Erschienen in:
01.03.2008 | Übersichten
ADHS-Diagnose bei Erwachsenen
Nach DSM-IV, ICD-10 und den UTAH-Kriterien
verfasst von:
Prof. Dr. M. Rösler, W. Retz, P. Retz-Junginger, R.D. Stieglitz, H. Kessler, F. Reimherr, P.H. Wender
Erschienen in:
Der Nervenarzt
|
Ausgabe 3/2008
Einloggen, um Zugang zu erhalten
Zusammenfassung
Es wird über eine vergleichende Untersuchung zur Diagnose der adulten ADHS (Aufmerksamkeitsdefizit-/Hyperaktivitätsstörung) bei Erwachsenen berichtet, die zur Diagnostik in einer Spezialsprechstunde vorgestellt wurden.

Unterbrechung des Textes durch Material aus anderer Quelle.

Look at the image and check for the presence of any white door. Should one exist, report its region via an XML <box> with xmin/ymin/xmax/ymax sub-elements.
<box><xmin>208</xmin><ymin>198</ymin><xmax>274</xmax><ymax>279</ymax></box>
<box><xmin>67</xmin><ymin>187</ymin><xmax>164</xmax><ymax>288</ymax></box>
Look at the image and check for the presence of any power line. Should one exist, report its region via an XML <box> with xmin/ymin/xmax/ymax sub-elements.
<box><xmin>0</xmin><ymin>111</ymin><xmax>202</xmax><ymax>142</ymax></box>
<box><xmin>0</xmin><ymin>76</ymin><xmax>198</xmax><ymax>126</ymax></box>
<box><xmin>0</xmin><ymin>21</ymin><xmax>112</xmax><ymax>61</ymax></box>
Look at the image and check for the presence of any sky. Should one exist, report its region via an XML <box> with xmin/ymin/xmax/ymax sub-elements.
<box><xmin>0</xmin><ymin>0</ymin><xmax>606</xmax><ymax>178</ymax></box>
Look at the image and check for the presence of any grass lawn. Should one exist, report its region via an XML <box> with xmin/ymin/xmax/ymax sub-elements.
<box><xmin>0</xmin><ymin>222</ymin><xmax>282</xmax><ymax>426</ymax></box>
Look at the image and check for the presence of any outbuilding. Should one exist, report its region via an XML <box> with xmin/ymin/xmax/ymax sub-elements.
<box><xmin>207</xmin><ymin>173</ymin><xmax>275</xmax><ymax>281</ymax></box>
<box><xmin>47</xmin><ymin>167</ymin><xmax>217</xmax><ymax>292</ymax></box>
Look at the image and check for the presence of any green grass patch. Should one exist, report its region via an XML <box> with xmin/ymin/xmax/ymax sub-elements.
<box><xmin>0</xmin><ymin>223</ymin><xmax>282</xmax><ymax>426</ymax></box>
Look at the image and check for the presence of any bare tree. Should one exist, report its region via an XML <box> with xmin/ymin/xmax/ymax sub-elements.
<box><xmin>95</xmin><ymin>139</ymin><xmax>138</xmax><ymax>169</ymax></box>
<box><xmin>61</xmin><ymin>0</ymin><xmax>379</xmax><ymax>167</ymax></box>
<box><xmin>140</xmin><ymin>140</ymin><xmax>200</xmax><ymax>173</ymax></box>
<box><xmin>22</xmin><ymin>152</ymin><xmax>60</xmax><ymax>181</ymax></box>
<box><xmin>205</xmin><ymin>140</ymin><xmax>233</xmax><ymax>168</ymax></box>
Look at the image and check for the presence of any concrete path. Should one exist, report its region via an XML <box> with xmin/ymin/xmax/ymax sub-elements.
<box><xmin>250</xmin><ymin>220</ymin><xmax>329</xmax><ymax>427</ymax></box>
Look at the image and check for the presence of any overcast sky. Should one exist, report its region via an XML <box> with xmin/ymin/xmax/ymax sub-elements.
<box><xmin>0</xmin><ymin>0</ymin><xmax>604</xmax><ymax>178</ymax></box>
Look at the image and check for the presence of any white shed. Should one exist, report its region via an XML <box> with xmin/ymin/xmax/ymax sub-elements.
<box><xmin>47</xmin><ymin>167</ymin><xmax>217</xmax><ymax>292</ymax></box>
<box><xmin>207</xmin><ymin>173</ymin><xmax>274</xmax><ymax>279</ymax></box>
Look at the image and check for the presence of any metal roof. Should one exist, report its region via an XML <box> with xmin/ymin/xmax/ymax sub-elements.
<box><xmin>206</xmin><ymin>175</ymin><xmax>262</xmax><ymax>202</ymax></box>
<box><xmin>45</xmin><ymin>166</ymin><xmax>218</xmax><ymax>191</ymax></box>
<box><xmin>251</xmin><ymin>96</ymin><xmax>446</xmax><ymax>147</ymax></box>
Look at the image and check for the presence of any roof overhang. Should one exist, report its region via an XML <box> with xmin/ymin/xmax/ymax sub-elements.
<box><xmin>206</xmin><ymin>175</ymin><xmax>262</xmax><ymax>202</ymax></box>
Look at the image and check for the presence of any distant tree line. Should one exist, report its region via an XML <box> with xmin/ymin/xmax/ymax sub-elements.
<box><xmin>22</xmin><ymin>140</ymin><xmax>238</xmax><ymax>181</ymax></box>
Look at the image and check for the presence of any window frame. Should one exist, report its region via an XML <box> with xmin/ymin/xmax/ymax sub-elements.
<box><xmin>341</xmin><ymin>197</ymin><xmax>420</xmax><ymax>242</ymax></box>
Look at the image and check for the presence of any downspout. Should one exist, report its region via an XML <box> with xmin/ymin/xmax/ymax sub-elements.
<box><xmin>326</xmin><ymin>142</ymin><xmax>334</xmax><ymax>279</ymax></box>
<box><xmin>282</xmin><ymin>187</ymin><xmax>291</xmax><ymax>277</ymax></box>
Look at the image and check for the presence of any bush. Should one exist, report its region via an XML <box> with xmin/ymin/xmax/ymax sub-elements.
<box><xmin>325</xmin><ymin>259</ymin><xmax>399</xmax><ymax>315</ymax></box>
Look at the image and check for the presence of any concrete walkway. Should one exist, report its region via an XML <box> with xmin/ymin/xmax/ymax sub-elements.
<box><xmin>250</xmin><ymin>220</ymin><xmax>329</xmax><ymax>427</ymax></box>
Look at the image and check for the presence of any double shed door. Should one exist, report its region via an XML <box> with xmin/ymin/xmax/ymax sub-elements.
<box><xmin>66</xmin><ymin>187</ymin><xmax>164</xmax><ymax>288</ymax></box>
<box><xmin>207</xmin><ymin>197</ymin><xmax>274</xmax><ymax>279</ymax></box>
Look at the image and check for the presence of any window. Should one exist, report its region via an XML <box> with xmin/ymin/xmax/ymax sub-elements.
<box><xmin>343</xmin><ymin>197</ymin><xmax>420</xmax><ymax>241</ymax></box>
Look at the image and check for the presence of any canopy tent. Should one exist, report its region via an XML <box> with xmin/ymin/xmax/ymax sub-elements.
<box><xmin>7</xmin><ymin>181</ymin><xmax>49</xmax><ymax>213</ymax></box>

Die ADHS-Diagnose wurde nach DSM-IV, ICD-10 und nach den Utah-Kriterien gestellt. Dabei wurden die Wender Utah Rating Scale (WURS-k), die ADHS-Selbstbeurteilungsskala (ADHS-SB) und das Wender-Reimherr-Interview (WRI) verwendet. Die psychometrischen Eigenschaften der WURS-k und der ADHS-SB sind für deutsche Untersuchungspopulationen bekannt. Die Interraterreliabilität des WRI war gut. Auf der Diagnosenebene ergab sich ein Kappa von 1,0, bezüglich der WRI-Summenwerte wurde ein ICC von 0,98 festgestellt. Die Skalenhomogenität lag hoch (Cronbachs α 0,82). Die konvergente Validität mit der ADHS-SB betrug 0,65 (Spearman-Koeffizient). Das WRI erwies sich insgesamt als ein psychometrisch gut evaluiertes Interview.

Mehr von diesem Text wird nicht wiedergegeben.